# Sizes of Elementary Particles

Present observation shows that elementary particles have no internal structure, and have no real size as they are described by wavefunction.

Something that therefore confuses me is that on a lot of online "size comparison" videos and animations, elementary particles are given sizes, some much larger than others. An example.

Where exactly are the sizes for these animations coming from and how are they so precise? Are they just straight made up or are they from some other source that deals with theoretical sizes? Apologies if this question seems silly, but I've been puzzled about it for some time.

In quantum field theory, elementary particles are represented as pointlike excitations of an underlying quantum field, which means that an electron or a quark has no size.
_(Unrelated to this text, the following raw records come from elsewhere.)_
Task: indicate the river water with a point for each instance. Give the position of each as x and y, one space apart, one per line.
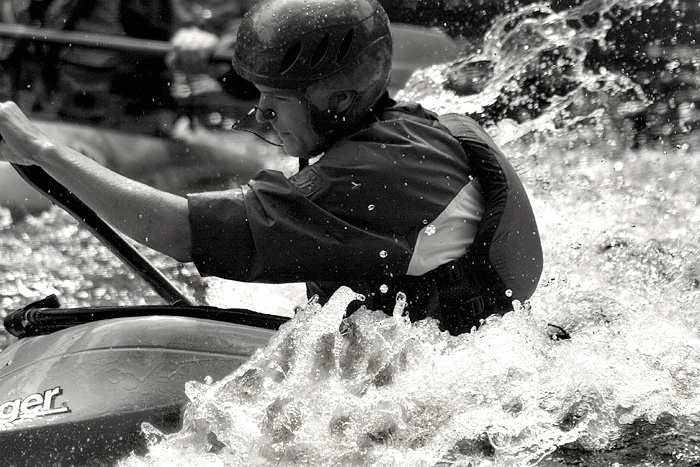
620 225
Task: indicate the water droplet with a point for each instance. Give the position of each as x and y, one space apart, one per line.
400 305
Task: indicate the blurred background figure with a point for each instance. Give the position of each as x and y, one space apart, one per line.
124 90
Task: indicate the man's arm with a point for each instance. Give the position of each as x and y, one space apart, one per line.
152 217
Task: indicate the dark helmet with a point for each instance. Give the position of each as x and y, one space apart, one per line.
317 47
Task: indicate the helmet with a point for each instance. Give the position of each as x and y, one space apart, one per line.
317 47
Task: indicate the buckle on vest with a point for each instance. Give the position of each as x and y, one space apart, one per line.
454 272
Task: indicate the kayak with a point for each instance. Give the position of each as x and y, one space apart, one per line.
78 384
80 396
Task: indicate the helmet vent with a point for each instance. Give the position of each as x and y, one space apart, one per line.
290 58
320 52
345 46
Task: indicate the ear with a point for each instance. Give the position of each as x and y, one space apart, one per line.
341 101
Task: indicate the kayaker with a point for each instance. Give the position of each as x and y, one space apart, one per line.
393 199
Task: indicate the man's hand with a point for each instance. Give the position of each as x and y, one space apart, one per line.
192 50
22 142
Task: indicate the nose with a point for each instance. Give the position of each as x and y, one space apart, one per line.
265 115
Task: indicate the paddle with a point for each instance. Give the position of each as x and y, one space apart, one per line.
52 189
44 317
96 41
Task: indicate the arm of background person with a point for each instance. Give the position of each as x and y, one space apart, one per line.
152 217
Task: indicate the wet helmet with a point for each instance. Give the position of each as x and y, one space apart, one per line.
318 47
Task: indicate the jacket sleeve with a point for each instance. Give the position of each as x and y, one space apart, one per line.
270 232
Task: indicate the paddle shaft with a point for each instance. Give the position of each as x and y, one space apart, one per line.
96 41
60 195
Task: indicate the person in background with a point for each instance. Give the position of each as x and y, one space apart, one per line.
120 89
393 199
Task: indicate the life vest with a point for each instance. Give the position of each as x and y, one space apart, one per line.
505 261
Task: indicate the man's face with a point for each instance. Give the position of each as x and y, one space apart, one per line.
290 121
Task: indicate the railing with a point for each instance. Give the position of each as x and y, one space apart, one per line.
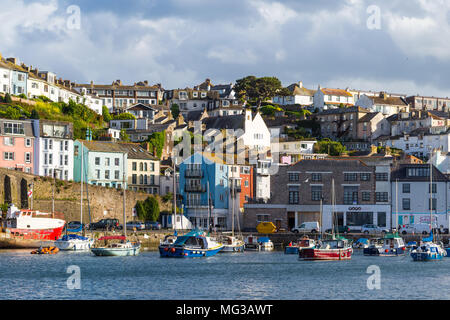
193 173
194 188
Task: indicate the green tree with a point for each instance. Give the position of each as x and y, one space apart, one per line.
333 148
34 114
257 90
124 116
124 136
157 141
106 115
175 109
7 98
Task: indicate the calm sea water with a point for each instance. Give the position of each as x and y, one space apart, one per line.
251 275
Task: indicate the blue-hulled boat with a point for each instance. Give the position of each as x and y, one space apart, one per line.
428 250
391 245
303 243
192 245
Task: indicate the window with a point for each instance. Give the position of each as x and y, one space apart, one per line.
381 196
316 193
8 155
350 176
381 176
293 194
13 128
365 196
8 141
434 202
434 188
406 204
382 219
406 188
359 218
351 195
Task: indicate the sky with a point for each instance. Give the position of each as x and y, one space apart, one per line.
399 46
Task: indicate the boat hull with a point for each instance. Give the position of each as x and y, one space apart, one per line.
119 252
326 254
74 245
425 256
184 252
232 248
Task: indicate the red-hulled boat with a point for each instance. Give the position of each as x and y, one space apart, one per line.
30 229
333 249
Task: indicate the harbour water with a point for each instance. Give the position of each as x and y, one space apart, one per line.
251 275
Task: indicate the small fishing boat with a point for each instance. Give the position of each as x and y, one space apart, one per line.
46 250
337 248
304 243
428 250
392 246
361 243
74 242
251 243
115 246
193 244
265 244
232 244
167 242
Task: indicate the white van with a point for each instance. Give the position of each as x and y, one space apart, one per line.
312 227
416 228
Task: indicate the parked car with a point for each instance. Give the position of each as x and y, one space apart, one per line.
312 227
152 225
131 225
416 228
373 229
105 224
339 229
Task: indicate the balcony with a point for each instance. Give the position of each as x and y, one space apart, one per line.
193 174
194 188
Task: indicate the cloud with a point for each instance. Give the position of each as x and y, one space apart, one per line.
180 43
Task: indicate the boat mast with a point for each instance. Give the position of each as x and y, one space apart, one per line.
81 187
396 205
124 200
333 217
431 194
174 226
232 209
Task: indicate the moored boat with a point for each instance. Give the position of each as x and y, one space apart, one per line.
74 242
192 245
336 248
251 243
304 243
390 245
266 244
232 244
30 229
115 246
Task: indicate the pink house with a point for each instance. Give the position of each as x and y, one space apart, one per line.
16 145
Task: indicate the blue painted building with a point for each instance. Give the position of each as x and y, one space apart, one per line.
198 174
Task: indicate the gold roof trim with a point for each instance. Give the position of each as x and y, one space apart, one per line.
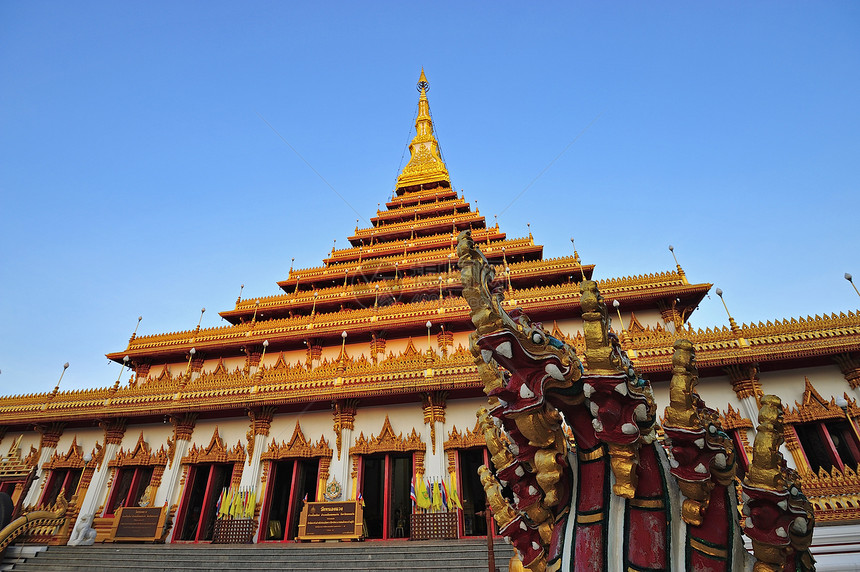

However, there is a long tradition of identifying the "size" of certain particles as the typical extent of their wave functions. (Depending on the context, this might mean the de Broglie wavelength or the Compton wavelength or something else.) So electrons are typically described as having a size of $$\sim10^{-10}$$ m, since that is the typical extent of their atomic wave functions. Protons or neutrons, being composites, are not point particles, but both the size of nucleons and the spread in their wave functions are set by the range of the strong interaction at $$\sim10^{-15}$$ m; this is therefore identified as their "size." For more massive particles, it is commonplace to use the Compton wavelength to denote their even smaller "sizes."